Noch sind es nicht dreißig Jahre her, daß die badische zweite Kammer als die kühnste Vorkämpferin für deutsches Verfassungsrecht und die volle Ausbildung des Rechtsstaates in die Schranken trat; die badische Opposition hatte die Augen von ganz Deutschland auf sich gelenkt, die Namen Itzstein, Rotteck und Welcker waren ein leuchtendes Dreigestirn freiheitlicher Denkart, politischer Fähigkeit und ungebeugten Mannesmuthes in der Darlegung ihrer unerschütterlichen Ueberzeugung. Baden half durch sie das Jahr 1848 vorbereiten; aber die Bewegung von 1848 und 1849 tobte sich in Baden auch aus. Von vollberechtigten Anfängen ausgehend, in engem ursächlichem Zusammenhange mit der Durchführung der Reichsverfassung und der Grundrechte wurde sie in ihrem Verlaufe mehr und mehr über die Grenzen der gegebenen politischen Möglichkeiten hinausgetrieben in ein Gebiet, wo ihr zugleich die Kraft und die Sympathie des Volkes fehlen mußte. Aus einer Aufwallung des schönsten und des edelsten Idealismus deutschen Glaubens und deutscher Hingebung an die Idee des Rechtes und die Idee der Einheit artete die deutsche Bewegung in Baden aus zu einem Acte politischer Verzweiflung; durch ihre Anlage nicht, und nicht durch den Charakter ihrer Führer, nur durch ihren Verlauf wurde die badische Bewegung zu dem, was sie allerdings endlich geworden ist, zu einem Heerde ausschweifender politischer Unmöglichkeiten.

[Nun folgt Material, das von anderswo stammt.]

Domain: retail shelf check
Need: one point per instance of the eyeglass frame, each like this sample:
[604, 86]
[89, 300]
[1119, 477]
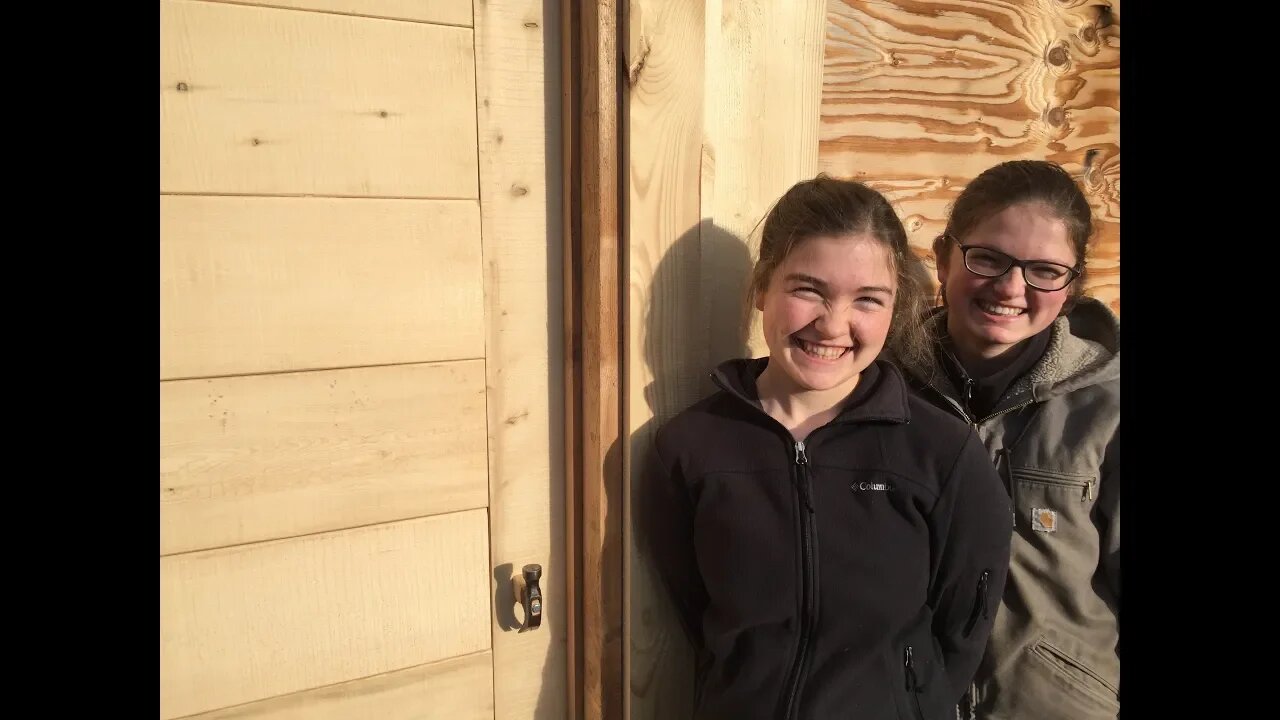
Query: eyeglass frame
[1075, 270]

Die ganze Reactionsgenossenschaft hatte sich wieder in eine feste Phalanx gesammelt zum Widerstande gegen die 48er Ideen. Mit der wiedergefundenen Kraft waren alle vorgängigen Zusagen in den Wind geschlagen, und die badische Bewegung war der willkommenste Sündenbock für die legitimen Gewalten. Die Geschichte der Niederwerfung des badischen Aufstandes ist noch tief in die deutschen Herzen gegraben. Die Todesurtheile der Standgerichte stehen wie blutige Marksteine an der Grenze zwischen dem fünfziger und dem sechziger Jahrzehnt. In dieser schmalen Grenzscheide liegen viele kugelzerrissene Leiber; sie hatten gesündigt nach dem siegreichen Gesetze, aber selbst in den Verirrtesten war ihr Vergehen herausgewachsen aus wahrer Liebe zum Vaterlande und aus geraubter Hoffnung auf sein Glück.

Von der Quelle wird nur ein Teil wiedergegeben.